Professor Tsung-Chow Su and postdoctoral fellow Dr. Bo Li from Florida Atlantic University investigated the nonlinear heading control of an autonomous underwater vehicle with internal actuators. Their work focused on controlling an autonomous underwater vehicles heading angle by taking advantage of its roll-yaw coupling. They derived the nonlinear equations of motion of a REMUS AUV with the coupling between the vehicle and an internal moving mass. Their work is now published in a peer-reviewed journal, Ocean Engineering.
The kinematics and dynamics of an autonomous underwater vehicle can be established using an earth-fixed reference frame and a body-fixed reference. The earth-fixed reference frame is a North-East-Down coordinate system and the origin of the body-fixed reference frame is at the center of buoyancy of the vehicle. A local reference frame is fixed to the internal moving mass,whose origin is at the center of gravity of the mass. The buoyancy is slightly larger than gravity so the vehicle can float back to the ocean surface in case of an emergency.
The researchers presented a linear controller for the purpose of heading autopilot for the REMUS autonomous underwater vehicles with an internal moving mass. The inertia force by the internal mass affects the dynamics of the vehicle. The perturbation from the equilibrium point is caused by unmodeled disturbances. In case the vehicle is uncontrolled, its velocity and roll angle will converge rapidly to nearest stable equilibrium point. However, the internal actuator manages to stabilize the system to the desired equilibrium point. During the simulation process, the flow of the nonlinear system is reversed towards the desired stable equilibrium point in the phase space.
This research work proposes a strategy of stabilizing the heading angle of an underwater vehicle by using internal actuators. The control surfaces are less effective when the autonomous underwater vehicle is operating at low speed or in strong currents; internal actuators demonstrate their advantages given that they are independent of relative flows. Phase space of the dynamical system describing the vehicle’s horizontal-plane motion, the positions of equilibrium points can be altered by the lateral displacement of an internal moving mass in the vehicle, and the direction of system flow. The simulation outcomes indicate that both the position and the inertial force of the internal mass contribute to the actuation that stabilize the heading angel of the vehicle when exposed to initial perturbations.

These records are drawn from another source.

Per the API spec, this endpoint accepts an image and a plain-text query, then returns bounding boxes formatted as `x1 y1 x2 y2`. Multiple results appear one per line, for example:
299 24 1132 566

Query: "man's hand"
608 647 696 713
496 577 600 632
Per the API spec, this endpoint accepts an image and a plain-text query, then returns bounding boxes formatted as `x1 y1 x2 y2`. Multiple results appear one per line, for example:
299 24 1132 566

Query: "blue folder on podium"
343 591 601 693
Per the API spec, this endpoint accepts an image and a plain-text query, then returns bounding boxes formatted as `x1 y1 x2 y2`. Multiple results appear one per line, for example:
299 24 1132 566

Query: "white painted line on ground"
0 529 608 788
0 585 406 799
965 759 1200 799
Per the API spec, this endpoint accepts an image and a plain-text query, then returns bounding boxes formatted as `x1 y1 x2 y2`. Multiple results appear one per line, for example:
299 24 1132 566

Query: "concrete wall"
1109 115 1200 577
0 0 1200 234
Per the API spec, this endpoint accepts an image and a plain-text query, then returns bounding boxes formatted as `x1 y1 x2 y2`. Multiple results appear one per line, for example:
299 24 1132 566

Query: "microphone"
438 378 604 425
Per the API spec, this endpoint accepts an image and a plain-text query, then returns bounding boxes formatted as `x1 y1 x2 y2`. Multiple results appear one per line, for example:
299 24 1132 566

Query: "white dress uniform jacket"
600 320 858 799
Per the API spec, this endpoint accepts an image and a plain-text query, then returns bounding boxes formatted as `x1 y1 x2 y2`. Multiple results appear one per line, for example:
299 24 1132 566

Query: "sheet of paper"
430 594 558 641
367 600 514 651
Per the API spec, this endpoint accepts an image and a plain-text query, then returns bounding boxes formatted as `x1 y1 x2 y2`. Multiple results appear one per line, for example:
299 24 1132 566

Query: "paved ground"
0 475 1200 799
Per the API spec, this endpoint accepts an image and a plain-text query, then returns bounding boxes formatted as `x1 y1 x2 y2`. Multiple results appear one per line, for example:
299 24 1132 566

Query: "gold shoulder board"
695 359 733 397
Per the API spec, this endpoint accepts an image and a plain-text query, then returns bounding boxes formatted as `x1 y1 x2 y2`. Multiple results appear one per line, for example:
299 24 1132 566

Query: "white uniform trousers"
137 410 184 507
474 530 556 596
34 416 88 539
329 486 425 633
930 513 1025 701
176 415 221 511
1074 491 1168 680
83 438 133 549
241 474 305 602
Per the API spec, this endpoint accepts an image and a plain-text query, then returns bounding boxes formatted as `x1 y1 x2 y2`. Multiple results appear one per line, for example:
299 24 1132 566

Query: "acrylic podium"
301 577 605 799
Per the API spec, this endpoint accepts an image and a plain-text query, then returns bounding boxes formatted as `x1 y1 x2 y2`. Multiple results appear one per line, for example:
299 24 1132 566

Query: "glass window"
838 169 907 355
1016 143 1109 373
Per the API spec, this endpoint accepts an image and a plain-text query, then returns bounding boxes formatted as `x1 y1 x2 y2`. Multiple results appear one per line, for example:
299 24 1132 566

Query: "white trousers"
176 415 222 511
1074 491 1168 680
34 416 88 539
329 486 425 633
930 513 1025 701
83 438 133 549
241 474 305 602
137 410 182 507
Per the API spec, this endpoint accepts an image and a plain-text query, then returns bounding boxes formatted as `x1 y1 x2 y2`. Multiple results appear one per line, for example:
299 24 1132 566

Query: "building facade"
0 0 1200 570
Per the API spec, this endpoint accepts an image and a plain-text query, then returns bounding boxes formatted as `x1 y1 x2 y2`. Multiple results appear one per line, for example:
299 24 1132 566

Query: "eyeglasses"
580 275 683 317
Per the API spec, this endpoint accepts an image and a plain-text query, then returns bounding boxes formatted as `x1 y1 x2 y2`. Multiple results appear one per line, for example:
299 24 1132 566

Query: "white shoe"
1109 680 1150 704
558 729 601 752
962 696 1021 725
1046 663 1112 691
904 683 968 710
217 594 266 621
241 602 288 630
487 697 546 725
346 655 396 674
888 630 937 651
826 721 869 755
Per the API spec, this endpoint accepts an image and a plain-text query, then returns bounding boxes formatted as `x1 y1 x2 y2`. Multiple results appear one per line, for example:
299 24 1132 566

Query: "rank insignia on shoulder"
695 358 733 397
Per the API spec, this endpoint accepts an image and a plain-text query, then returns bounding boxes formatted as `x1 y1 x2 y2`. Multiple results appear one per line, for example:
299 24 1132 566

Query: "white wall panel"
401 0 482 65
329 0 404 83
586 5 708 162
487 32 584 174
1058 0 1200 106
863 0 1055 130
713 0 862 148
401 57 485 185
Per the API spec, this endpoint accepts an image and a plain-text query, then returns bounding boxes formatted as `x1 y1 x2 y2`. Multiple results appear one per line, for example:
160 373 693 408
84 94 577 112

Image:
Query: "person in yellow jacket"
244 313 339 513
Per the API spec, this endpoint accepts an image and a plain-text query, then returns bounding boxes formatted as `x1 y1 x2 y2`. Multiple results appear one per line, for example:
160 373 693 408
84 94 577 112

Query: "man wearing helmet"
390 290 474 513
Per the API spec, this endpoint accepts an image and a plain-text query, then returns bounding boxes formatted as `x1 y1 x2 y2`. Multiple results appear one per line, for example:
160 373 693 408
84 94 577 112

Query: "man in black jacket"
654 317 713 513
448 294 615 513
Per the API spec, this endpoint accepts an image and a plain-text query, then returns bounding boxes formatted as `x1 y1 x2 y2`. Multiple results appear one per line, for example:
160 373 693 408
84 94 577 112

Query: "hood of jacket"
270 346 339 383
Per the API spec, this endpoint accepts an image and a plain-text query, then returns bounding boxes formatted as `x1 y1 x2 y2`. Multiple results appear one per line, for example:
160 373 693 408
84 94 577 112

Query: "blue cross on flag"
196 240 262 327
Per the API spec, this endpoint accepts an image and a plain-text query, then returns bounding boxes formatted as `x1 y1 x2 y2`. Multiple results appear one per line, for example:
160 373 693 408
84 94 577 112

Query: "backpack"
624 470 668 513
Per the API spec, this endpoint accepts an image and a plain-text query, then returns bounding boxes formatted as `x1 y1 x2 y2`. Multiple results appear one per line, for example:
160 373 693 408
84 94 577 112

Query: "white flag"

To enhance the performance of the system under large perturbations, a tunnel thruster is introduced to the vehicle providing a thrust force in the sway direction. A non-linear full-state controller is designed to control the internal moving mass and the tunnel thruster.
Reference
Bo Li, Tsung-Chow Su. Nonlinear heading control of an autonomous underwater vehicle with internal actuators. Ocean engineering, volume 125, pages 103-112 (2016).
Department of Ocean and Mechanical Engineering, Florida Atlantic University, Boca Raton, FL 33431, USA.